Submitted to: Meeting Abstract
Publication Type: Abstract only
Publication Acceptance Date: 3/23/2011
Publication Date: 7/11/2011
Citation: Backus, E.A. 2011. Cell rupture feeding by Empoasca and Lygus spp. and the causes of their plant damage. Meeting Abstract. Available: http://www.infobibos.com/Hemipteran/CD/authors.html. Interpretive Summary:
Technical Abstract: Empoasca spp. leafhoppers (Cicadellidae: Typhlocybinae) and Lygus spp. bugs (Miridae) are the most-studied model species for the hemipteran feeding strategy formerly termed lacerate-and-flush feeding, recently re-named cell rupture feeding. Research using electrical penetration graph (EPG) monitoring, plant histology, and salivary biochemistry is summarized on the feeding biology of E. fabae, E. kraemeri, and L. hesperus. Cell rupture damage is caused by a dynamic interaction between insect stimuli and plant responses. Empoasca leafhoppers demonstrate a degree of behavioral plasticity not seen in other hemipterans. E. fabae and E. kraemeri can perform three tactics of cell rupture feeding, varying the mixture and durations of tactics on different host plants. In addition, each tactic triggers different local and systemic responses in the plant that lead to different, host-specific symptoms. Lacerate-and-sip, the most damaging tactic, consists of brief intracellular probes with secretion of watery saliva but very little or no sheath saliva. Stylets rapidly puncture multiple columns of stem phloem cells, causing much wounding laced with saliva. Phloem cell necrosis and abnormal meristematic development ultimately cause stunting and chorosis above the point of feeding.

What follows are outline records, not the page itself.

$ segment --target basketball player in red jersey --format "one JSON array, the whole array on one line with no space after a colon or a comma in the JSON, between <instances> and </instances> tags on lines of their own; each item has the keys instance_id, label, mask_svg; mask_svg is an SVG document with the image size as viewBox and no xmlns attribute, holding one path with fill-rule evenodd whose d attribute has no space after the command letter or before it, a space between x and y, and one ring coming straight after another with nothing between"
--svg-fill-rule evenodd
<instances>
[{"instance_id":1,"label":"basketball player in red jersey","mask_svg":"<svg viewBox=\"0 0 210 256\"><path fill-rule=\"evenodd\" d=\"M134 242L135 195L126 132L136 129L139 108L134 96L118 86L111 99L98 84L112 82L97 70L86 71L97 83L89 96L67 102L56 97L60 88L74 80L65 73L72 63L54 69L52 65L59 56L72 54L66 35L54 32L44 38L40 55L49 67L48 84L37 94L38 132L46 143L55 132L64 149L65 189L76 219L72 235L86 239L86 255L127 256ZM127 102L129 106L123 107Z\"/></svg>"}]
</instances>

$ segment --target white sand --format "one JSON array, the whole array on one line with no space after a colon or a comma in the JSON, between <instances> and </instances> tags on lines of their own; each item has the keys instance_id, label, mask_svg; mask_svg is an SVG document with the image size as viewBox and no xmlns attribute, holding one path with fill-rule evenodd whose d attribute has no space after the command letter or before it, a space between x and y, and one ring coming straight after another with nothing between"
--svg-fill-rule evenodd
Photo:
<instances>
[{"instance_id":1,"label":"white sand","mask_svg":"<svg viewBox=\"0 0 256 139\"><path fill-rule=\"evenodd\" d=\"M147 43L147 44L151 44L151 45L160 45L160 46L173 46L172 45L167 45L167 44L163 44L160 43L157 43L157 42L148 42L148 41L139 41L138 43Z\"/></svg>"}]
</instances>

In the lacerate-and-flush tactic, stylets make longer intracellular probes to slowly puncture, salivate into, and drain mesophyll/parenchyma cells in the abaxial leaf surface, causing entry of air and tissue collapse. In the lance-and-ingest tactic, stylets puncture a phloem sieve element that briefly leaks phloem sap, which is ingested while stylets remain motionless. Saliva is released as stylets withdraw, leading to cellular hypertrophy of the adaxial leaf surface. The latter two tactics, together, cause leaf curling and necrosis. Lygus bugs are not so behaviorally plastic, and use only a fourth tactic, macerate-and-flush. L. hesperus makes brief probes to inject large amounts of watery saliva that contains highly active cell-wall degrading enzymes. After a period of non-probing quiescence, L. hesperus makes long probes to ingest macerated plant contents, leading to severe collapse and necrosis of plant tissues.